Quando anche la morte dev'essere un diritto
di Luca Rota

Cosa sappiamo e cosa non sappiamo sul bio testamento? Le nostre vite ci appartengono o no? Proprio perché usiamo il possessivo “nostre”, io direi decisamente di sì. Altrimenti potremmo benissimo cambiare linguaggio


In una società civile esistono dei diritti inalienabili. Esistono, o forse sarebbe meglio dire “dovrebbero esistere”. Il diritto, se malati, a ricevere delle cure decenti, e senza enormi esborsi di denaro; quello ad un’istruzione adeguata (sempre senza svenarsi economicamente); quello di poter usufruire (a prezzi decenti) dei servizi pubblici. 
 
Se questi tre formano lo Stato sociale (il tanto citato Welfare), ad essi andrebbe aggiunto il diritto a porre fine alla propria esistenza, qualora le condizioni di salute la rendano una “non” esistenza, ergo un supplizio.

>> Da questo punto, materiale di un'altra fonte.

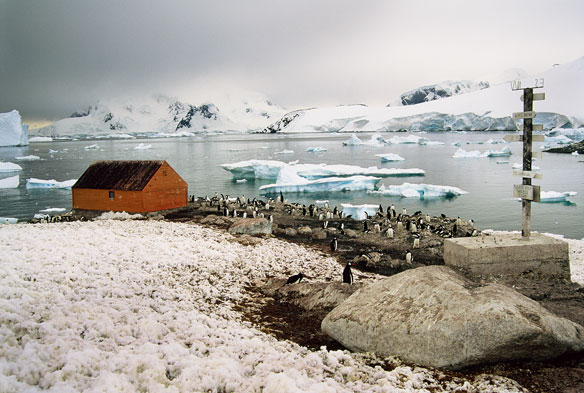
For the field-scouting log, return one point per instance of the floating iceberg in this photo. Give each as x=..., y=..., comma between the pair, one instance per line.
x=554, y=196
x=328, y=184
x=10, y=182
x=461, y=153
x=40, y=139
x=9, y=167
x=12, y=131
x=8, y=220
x=408, y=190
x=39, y=183
x=389, y=157
x=255, y=169
x=315, y=149
x=359, y=212
x=27, y=158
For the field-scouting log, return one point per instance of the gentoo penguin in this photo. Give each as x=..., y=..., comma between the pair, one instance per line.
x=334, y=244
x=295, y=278
x=348, y=274
x=409, y=257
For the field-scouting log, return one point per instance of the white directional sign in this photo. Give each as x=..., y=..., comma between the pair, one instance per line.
x=537, y=97
x=519, y=138
x=535, y=127
x=528, y=174
x=524, y=115
x=530, y=193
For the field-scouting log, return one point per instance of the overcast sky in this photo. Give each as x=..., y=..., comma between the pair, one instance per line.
x=58, y=56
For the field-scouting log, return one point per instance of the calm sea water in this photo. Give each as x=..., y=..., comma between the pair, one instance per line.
x=489, y=200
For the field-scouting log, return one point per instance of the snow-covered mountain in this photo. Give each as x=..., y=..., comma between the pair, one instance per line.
x=164, y=115
x=484, y=109
x=440, y=90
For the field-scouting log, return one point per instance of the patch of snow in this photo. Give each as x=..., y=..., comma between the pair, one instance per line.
x=9, y=167
x=27, y=158
x=421, y=191
x=10, y=182
x=42, y=184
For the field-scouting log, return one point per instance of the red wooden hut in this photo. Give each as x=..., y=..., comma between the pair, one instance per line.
x=131, y=186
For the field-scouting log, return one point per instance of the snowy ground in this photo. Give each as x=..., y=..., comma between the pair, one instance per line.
x=125, y=306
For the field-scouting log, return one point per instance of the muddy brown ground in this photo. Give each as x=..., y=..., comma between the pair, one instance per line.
x=386, y=256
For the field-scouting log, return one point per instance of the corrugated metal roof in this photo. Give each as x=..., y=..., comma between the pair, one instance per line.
x=118, y=175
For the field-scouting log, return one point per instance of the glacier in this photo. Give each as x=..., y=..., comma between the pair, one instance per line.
x=12, y=131
x=421, y=191
x=44, y=184
x=359, y=212
x=9, y=167
x=10, y=182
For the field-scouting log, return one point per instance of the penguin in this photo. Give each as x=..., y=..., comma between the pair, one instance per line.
x=334, y=244
x=348, y=274
x=295, y=278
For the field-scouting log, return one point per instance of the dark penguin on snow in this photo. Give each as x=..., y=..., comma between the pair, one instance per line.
x=348, y=274
x=334, y=244
x=295, y=278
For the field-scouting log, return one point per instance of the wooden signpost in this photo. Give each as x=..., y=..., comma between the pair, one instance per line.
x=526, y=191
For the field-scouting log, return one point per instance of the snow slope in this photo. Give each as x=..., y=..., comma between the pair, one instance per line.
x=160, y=114
x=126, y=306
x=486, y=109
x=12, y=131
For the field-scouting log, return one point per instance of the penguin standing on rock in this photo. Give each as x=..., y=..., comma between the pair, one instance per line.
x=334, y=244
x=348, y=274
x=295, y=278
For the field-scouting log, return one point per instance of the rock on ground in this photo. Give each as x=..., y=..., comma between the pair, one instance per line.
x=435, y=317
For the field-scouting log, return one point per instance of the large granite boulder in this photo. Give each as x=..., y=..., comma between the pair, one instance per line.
x=435, y=317
x=251, y=226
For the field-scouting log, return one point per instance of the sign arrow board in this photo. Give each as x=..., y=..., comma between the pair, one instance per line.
x=523, y=191
x=519, y=138
x=524, y=115
x=536, y=127
x=536, y=97
x=528, y=174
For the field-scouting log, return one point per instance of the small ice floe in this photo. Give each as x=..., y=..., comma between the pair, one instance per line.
x=421, y=191
x=28, y=158
x=53, y=210
x=41, y=184
x=9, y=167
x=554, y=196
x=40, y=139
x=10, y=182
x=359, y=212
x=461, y=153
x=520, y=166
x=8, y=220
x=317, y=149
x=389, y=157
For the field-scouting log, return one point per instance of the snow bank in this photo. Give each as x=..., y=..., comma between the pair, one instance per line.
x=9, y=167
x=10, y=182
x=12, y=131
x=421, y=191
x=389, y=157
x=555, y=196
x=41, y=184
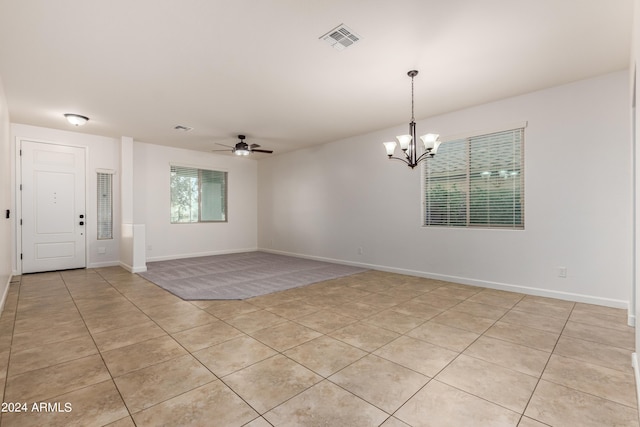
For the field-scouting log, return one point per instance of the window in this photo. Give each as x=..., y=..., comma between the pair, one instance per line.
x=105, y=206
x=477, y=182
x=198, y=195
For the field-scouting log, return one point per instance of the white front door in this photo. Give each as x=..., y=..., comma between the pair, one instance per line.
x=53, y=207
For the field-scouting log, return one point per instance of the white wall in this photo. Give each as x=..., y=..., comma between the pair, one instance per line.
x=5, y=198
x=328, y=201
x=102, y=153
x=152, y=197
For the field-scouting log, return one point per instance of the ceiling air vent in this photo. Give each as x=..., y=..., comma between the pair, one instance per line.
x=341, y=37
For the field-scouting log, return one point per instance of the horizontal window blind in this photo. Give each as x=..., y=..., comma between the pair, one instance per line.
x=477, y=182
x=198, y=195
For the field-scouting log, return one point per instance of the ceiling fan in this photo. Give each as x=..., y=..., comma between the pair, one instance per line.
x=242, y=148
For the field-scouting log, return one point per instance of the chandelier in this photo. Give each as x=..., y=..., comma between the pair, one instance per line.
x=408, y=145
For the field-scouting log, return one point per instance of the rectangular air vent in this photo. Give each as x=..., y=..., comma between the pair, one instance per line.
x=341, y=37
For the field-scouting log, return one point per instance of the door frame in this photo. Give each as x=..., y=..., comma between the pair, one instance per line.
x=18, y=196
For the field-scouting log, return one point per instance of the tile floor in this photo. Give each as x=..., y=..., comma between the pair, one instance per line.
x=365, y=350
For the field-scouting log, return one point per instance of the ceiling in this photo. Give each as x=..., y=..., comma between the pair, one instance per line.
x=257, y=67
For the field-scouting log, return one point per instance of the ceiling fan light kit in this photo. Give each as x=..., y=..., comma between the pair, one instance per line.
x=76, y=119
x=408, y=143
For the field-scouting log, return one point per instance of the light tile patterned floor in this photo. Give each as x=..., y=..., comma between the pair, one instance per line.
x=365, y=350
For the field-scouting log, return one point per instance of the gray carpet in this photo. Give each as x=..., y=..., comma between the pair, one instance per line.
x=240, y=276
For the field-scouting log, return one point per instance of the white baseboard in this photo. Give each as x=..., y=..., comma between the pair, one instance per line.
x=568, y=296
x=131, y=269
x=103, y=264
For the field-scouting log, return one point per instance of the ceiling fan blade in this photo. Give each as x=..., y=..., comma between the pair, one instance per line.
x=225, y=145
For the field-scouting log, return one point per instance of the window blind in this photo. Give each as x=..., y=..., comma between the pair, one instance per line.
x=104, y=217
x=477, y=182
x=198, y=195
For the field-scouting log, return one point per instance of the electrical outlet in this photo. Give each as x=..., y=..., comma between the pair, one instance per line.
x=562, y=272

Rendere possibile il ricorso all’eutanasia (dal greco, “dolce morte”), pratica già applicata in diverse parti del mondo, nonché a due passi dai nostri confini, in Svizzera. 
 
Il paradosso, qui, è che farla in terra elvetica (e a costi esorbitanti) va bene, mentre in Italia no. Perché mai? Cosa impedisce tutto ciò? E chi soffre da anni e vorrebbe farvi ricorso, ma non può permettersela? Può piacere o no, ma sarebbe giusto (e umano) così. Ognuno dovrebbe poter decidere della propria esistenza.
 
Quale disagio o scompenso creerebbe una decisione del genere? Non si è mica tutti obbligati a farvi ricorso, sarebbe però giusto concedere tale diritto a chi volesse usufruirne. L’eutanasia sarebbe una prerogativa dei casi limite, concordata con il placet dei medici, e non una consuetudine modaiola. Con essa non si autorizza la morte, ma il diritto a morire umanamente e decentemente. 
 
Perché anche la morte fa parte della vita, ed essa appartiene all’uomo. Quando le condizioni di salute arrivano a livelli talmente critici, da non considerare più vita quella che si “vive”, perché continuare ad infierire? È una scelta libera, della persona, e non una fuga dai problemi di questo mondo. Non si tratta di suicidio, ma di un diritto da concedere, quando la vita diventa una “non” vita.